Valerio Spadas (1972) Arbeit erzählt aus dem italienischen Scampia, einem von der Camorra regierten Vorort Neapels. Portraits junger Frauen, Tatort- und Beweisfotos des Mordes an der 14- jährigen Annalisa Durante im Jahr 2004, und Bilder aus dem Wohnkomplex Le Vele verdichten sich zu einer Erzählung zwischen Hoffnungslosigkeit und Zuversicht. „Gomorrah Girl“ setzt sich mit den Lebensumständen und Chancen heranwachsender Frauen in einem von Gewalt geprägten Umfeld auseinander.

Valerio Spada, Milano, www.valeriospada.com

FotoDoks Preis 2011 für Bruno Pulici

Für seine Arbeit „Domestico“ wurde der italienische Fotograf Bruno Pulici aus Mailand von der FotoDoks-Jury mit dem vom Kamerahersteller Leica gestifteten FotoDoks-Preises 2011 ausgezeichnet.

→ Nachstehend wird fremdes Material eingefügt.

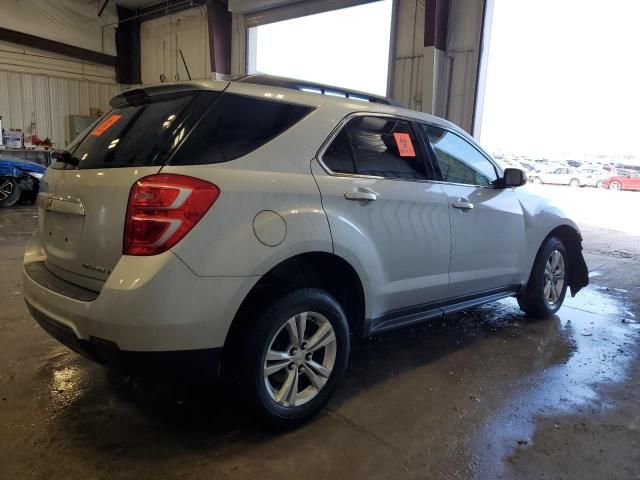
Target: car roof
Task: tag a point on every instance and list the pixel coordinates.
(291, 90)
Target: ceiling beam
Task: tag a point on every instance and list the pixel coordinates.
(104, 5)
(40, 43)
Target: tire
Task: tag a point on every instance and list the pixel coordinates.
(536, 301)
(317, 373)
(9, 191)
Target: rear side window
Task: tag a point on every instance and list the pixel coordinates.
(130, 135)
(235, 126)
(377, 146)
(339, 157)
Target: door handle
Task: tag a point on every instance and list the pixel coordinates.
(361, 194)
(463, 205)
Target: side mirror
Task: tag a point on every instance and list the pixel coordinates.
(513, 177)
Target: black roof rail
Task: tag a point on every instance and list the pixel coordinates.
(303, 85)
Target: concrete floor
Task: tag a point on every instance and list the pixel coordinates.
(483, 394)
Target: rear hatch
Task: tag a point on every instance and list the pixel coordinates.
(84, 195)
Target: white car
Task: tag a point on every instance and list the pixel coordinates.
(595, 176)
(561, 176)
(256, 227)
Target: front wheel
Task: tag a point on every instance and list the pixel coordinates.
(295, 356)
(9, 191)
(547, 284)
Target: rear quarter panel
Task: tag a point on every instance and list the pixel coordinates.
(275, 177)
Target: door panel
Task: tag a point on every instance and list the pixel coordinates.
(487, 239)
(401, 239)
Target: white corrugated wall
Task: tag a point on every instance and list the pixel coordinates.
(456, 91)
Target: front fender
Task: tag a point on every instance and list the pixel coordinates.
(7, 171)
(544, 219)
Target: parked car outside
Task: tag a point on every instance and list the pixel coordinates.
(257, 228)
(561, 176)
(18, 179)
(622, 182)
(595, 176)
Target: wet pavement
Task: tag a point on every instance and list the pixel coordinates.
(485, 393)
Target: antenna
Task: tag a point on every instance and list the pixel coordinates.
(185, 64)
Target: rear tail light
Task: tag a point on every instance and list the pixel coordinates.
(162, 209)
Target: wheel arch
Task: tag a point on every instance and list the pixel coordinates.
(572, 240)
(322, 270)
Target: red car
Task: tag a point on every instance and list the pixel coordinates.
(630, 182)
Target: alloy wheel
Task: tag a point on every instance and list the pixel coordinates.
(554, 277)
(300, 359)
(6, 188)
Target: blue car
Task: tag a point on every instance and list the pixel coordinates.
(18, 179)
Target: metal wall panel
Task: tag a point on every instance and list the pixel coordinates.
(41, 105)
(407, 68)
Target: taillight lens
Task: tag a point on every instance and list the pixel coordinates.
(162, 209)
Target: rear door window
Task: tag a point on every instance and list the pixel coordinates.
(459, 161)
(377, 146)
(234, 126)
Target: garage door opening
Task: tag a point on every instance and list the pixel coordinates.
(347, 48)
(561, 101)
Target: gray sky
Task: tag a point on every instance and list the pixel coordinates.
(564, 77)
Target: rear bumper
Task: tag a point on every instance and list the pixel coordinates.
(109, 354)
(148, 304)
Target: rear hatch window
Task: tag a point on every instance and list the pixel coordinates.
(132, 135)
(190, 128)
(236, 125)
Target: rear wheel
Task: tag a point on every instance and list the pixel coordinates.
(9, 191)
(295, 356)
(547, 285)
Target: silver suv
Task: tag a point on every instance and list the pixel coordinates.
(256, 225)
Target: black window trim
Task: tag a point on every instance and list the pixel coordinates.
(429, 170)
(434, 159)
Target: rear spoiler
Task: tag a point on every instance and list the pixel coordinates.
(140, 96)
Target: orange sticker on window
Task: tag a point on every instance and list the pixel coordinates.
(405, 146)
(105, 125)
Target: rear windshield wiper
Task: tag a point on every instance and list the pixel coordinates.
(65, 156)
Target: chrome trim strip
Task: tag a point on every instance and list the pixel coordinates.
(61, 204)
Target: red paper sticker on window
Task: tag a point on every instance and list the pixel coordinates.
(405, 147)
(105, 125)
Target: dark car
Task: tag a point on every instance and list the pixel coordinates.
(18, 179)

” Winner of the FotoDoks price 2011 is Italian photographer Bruno Pulici with his comprehensive series “Domestico”!
As intense as his long-term work on that series are the images that are intimate and disturbing at the same time. They unsettle the stereotypes of how we read the correlations that are usually way easier to handle. Bruno Pulici chose a topic that does not suit into easy patterns of media or art but seems relevant and readable, way beyond what it depicts: families that struggle with societies standards of normality and values. We admire the way Bruno extends the photographic work with material that pledges and fights in a non-didactical way for diversity and humanity as a gift to all!”

The way all of us at FotoDoks experienced Bruno during these days in Munich showed him in all his authenticity and openness that simply could to be cut down to a final statement of the jury 2011: “Bruno we all incredibly love you and your unglaublich work.” Congratulations!!